Storing Pulumi State in Azure

If you’re not familiar with the infrastructure as code tool Pulumi, I recommend you read my introduction article here first.

Pulumi, just like Terraform, utilises a state file for tracking what resources have been deployed. This state file allows it to know what has been deployed and so to do the work to compare current and expected state at deploy time. This state file needs to live somewhere, and it needs to be somewhere secure and accessible to all who are doing deployments. Pulumi’s state is a little more complicated than Terraform as it has the functionality to encrypt data in your state file, so not only do you need to store the state file, you need to securely store the encryption keys.

The default setup for this with Pulumi is to use their cloud service, which removes all the complexity from this and lets you focus on doing your deployments. This is great, however what if you are in a situation where you don’t want to, or can’t, use their cloud service? Pulumi does offer the ability to use alternative backends, in particular, you can use cloud storage on Azure, AWS and GCP. However, the documentation on how to set this up on the client-side is a bit limited in my view, and it took me a while to get things set up. So for anyone attempting this in the future, this article will explain how to do this.

There are two steps to set up state management:

  1. Configure the client to store your state file in Azure Blob Storage
  2. Configure the client to use Azure Key Vault as the encryption provider for your state file

Configure Azure Blob Storage

The first thing you are going to need is a storage account and a container in that storage account for storing the state. Unfortunately, currently, Pulumi does not support using Azure credentials to authenticate to the storage account so you will need to get either the storage account key or a SaS token. I would recommend using a SaS token as this can be scoped to the specific container and given a limited expiry date.
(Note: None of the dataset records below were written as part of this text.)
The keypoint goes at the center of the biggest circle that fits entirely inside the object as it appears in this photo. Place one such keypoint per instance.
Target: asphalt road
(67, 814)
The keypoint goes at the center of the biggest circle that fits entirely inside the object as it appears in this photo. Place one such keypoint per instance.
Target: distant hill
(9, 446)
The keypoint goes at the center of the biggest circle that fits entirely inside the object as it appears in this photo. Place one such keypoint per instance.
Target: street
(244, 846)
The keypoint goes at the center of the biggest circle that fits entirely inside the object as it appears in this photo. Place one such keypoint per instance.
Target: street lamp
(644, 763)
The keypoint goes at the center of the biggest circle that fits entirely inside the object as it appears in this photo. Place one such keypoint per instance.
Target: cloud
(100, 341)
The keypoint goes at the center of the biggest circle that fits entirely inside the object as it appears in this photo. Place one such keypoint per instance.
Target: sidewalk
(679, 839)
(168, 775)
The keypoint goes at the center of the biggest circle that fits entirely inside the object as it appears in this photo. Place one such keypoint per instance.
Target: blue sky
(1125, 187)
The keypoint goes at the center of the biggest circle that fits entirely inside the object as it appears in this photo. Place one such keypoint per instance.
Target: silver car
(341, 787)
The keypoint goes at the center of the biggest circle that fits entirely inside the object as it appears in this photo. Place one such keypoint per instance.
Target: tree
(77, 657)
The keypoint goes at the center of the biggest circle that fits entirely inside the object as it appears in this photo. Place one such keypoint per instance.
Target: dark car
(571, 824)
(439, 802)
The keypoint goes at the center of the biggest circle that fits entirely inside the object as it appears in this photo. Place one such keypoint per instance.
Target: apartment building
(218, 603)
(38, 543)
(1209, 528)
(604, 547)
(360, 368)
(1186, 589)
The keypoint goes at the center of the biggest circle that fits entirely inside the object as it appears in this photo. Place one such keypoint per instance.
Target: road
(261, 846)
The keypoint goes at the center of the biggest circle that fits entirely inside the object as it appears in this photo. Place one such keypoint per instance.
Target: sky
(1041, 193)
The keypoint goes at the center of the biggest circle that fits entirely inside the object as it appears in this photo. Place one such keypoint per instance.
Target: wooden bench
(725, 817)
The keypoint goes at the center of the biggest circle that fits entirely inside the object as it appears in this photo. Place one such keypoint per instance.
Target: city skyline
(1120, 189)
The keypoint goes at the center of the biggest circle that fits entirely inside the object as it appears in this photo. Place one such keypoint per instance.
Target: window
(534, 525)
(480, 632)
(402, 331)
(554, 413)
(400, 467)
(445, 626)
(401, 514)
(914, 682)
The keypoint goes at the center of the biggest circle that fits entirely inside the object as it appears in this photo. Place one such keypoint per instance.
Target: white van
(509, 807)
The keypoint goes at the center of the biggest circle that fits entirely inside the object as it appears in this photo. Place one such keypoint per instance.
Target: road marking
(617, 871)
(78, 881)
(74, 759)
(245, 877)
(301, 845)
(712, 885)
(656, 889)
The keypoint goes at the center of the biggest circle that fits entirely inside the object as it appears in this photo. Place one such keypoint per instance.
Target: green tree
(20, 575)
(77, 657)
Once we have a key, we need to set two environment variables in the terminal where we will run the Pulumi commands:

  • AZURE_STORAGE_ACCOUNT - this should be the name of the storage account
  • AZURE_STORAGE_SAS_TOKEN or AZURE_STORAGE_KEY - pick the correct one depending on which key you are using, this should hold the key

PowerShell

$env:AZURE_STORAGE_ACCOUNT="<storageaccountname>"
$env:AZURE_STORAGE_SAS_TOKEN="<long SaS token key>"

Bash

EXPORT AZURE_STORAGE_ACCOUNT=<storageaccountname>
EXPORT AZURE_STORAGE_SAS_TOKEN=<long SaS token key>

Once the environment variables are set, you need to run the following command to connect Pulumi to the storage account and container for the state:

pulumi login --cloud-url azblob://<containerName>

is the name of the storage container you created in the storage account, just the name of the container, not the storage account name.

State

You are now set up to use Azure Blob storage for the state. When you run the pulumi stack init <stackname> you should see a new file created in the storage account for that stack.

Configuring Key Vault

We are now using Blob storage for storing our state, but the encryption key is still held locally. We also want to switch to using Key Vault for storing this key.

First thing, we need to create a new Key Vault using whatever method you like. Once this Key Vault is created, you need to make sure that user doing the deployment (real user or service principal) has an access policy set up to allow them access. In particular, they need access to get Keys, as well as the Decrypt and Encrypt rights. Note that these two rights are not granted by default, even if you are the owner of the Key Vault. If you find that you get errors about not being able to decrypt, check this permission.

permissions

Next, we need to create a key in Key Vault. Go to the Keys section and click Generate/Import. You can have Key vault generate this key for you.

Key

Once the key has been created click on the current version and get the key identifier URL, make a note of this.

Key URL

If we try and configure Pulumi to use this Key now, you will find that it waits indefinitely. To fix this, we need to set the AZURE_KEYVAULT_AUTH_VIA_CLI environment variable to true.

PowerShell

$env:AZURE_KEYVAULT_AUTH_VIA_CLI="true"

Bash

EXPORT AZURE_KEYVAULT_AUTH_VIA_CLI=true

Now we are ready to create our stack, with encryption set to use Key Vault. Get the key URL you noted down earlier and drop the https and replace it with azurekeyvault://. Use this in the stack init command like this:

pulumi stack init --secrets-provider="azurekeyvault://vaultname.vault.azure.net/keys/keyname/keyid"

stack init

You are now ready to work with Pulumi, with your state and encryption keys in Azure.